August 31, 2005

Relativism's self-limitation  

This report (via Taegan Goddard, but in many other places as well) isn't very satisfying for those who are uncomfortable seeing creationism in schools. The finding that stuck out at me was that a majority of Americans could stomach seeing creationism taught alongside evolution, despite the fact that only a minority of Americans believe in creationism. The paradox here is that those who (rationally enough) reject creationism are equally at odds with science because their (dominant American) belief system is completely relativistic: even if they don't for a second believe God created the world in 6 days and downtime, they're too enlightened to reject others' worldviews outright. And unfortunately, this characteristic makes those who oppose creationism or other religiously-justified nonsense far less rhetorically/politically nimble, even though they have the big scientific artillery on their side.

Comments
Jon Theresa  {September 1, 2005}

Personally I would love to see creationism taught alongside evolution, ID, and Bob Smith alien genetic engineer.
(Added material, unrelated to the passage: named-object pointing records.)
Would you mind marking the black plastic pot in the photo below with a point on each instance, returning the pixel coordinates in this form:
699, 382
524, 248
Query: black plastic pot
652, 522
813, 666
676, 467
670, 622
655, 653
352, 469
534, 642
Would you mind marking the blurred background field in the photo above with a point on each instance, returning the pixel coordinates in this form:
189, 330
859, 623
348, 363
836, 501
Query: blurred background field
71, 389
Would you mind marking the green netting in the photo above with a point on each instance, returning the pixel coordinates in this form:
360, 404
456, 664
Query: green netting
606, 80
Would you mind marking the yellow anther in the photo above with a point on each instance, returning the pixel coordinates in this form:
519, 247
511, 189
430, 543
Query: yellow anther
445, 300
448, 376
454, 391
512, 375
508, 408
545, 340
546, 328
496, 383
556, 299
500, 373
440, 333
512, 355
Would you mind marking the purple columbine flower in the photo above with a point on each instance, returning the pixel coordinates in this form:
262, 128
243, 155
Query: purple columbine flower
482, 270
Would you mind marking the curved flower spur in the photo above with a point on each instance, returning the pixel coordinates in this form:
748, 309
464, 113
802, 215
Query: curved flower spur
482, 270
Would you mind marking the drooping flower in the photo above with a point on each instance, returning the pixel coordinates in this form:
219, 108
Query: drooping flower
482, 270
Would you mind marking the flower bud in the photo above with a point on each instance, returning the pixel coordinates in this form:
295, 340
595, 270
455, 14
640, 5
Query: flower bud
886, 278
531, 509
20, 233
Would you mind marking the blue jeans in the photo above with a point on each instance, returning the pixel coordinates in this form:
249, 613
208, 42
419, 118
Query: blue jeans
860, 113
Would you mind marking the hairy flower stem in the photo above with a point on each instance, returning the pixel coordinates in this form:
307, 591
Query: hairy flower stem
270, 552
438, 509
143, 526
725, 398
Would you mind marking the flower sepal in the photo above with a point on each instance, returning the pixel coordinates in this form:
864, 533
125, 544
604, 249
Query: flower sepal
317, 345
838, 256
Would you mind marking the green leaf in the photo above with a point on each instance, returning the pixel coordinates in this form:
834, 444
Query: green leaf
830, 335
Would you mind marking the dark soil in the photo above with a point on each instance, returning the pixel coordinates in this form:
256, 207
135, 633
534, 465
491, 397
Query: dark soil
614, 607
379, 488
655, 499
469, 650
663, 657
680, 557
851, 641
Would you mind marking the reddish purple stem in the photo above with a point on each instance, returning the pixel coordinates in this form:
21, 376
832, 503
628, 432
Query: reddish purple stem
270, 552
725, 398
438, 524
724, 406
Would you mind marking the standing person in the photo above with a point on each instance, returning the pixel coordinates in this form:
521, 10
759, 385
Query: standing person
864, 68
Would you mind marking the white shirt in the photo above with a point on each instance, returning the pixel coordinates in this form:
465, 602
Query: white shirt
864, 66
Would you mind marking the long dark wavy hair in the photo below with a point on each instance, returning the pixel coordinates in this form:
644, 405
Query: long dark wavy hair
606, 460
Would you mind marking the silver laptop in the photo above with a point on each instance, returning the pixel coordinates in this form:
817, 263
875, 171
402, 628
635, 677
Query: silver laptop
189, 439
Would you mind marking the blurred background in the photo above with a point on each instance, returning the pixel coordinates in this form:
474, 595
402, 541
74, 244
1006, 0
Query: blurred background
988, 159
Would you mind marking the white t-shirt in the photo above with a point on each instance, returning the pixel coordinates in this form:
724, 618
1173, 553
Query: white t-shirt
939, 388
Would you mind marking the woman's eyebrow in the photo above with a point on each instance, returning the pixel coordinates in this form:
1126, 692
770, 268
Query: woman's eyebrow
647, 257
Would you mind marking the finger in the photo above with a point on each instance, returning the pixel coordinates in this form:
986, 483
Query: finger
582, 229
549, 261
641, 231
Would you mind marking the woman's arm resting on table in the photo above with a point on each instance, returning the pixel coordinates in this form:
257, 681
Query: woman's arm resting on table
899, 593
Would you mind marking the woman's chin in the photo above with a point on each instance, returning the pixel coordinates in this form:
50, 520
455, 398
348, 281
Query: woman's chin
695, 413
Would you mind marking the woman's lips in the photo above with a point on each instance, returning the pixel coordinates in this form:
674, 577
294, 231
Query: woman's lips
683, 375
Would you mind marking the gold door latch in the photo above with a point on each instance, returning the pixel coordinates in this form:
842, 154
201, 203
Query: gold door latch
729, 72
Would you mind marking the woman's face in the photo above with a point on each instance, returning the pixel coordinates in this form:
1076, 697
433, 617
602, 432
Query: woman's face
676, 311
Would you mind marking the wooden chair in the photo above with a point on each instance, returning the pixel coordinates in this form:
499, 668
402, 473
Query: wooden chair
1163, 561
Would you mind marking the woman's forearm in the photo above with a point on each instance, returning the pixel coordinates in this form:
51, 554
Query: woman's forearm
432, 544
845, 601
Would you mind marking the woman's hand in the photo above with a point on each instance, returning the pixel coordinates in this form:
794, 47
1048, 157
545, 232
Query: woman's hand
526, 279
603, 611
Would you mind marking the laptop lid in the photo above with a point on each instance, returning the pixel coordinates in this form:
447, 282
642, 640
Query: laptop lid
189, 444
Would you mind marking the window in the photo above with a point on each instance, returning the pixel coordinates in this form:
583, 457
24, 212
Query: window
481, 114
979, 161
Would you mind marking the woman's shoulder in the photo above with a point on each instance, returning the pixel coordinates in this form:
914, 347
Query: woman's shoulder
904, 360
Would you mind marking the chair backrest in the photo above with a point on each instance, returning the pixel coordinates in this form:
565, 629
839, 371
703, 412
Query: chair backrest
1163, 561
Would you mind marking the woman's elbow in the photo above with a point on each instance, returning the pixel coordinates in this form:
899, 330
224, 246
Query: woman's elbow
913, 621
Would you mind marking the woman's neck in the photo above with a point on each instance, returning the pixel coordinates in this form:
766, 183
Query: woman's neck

A competent teacher could cover ALL the creationist myths within a week, propose the theory that an alien genetic engineer called "Bob Smith" created the human race, admit that there was no evidence supporting this theory, point out that ID-ers have made it very clear that evolution doesn't explain everything while proposing absolutely no other explanations, and then spend the remainder of the semester on evolution - unfortunately, the last best hope of biologists. It would be an ideal object lesson in the difference between science and not-science. I suppose those who object to this would point out that all of this would happen in a science class, but hey, this is America, demanding that science be taught in science class is for Europeans.

paul  {September 2, 2005}

Yeah, obviously that would be ideal, but I'm guessing that's not what the respondents had in mind. (Certainly I would maintain that the Christian creation mythis should be taught in literature class, since they're pretty central to western lit -- but I wouldn't have responded to that particular poll with the majority.)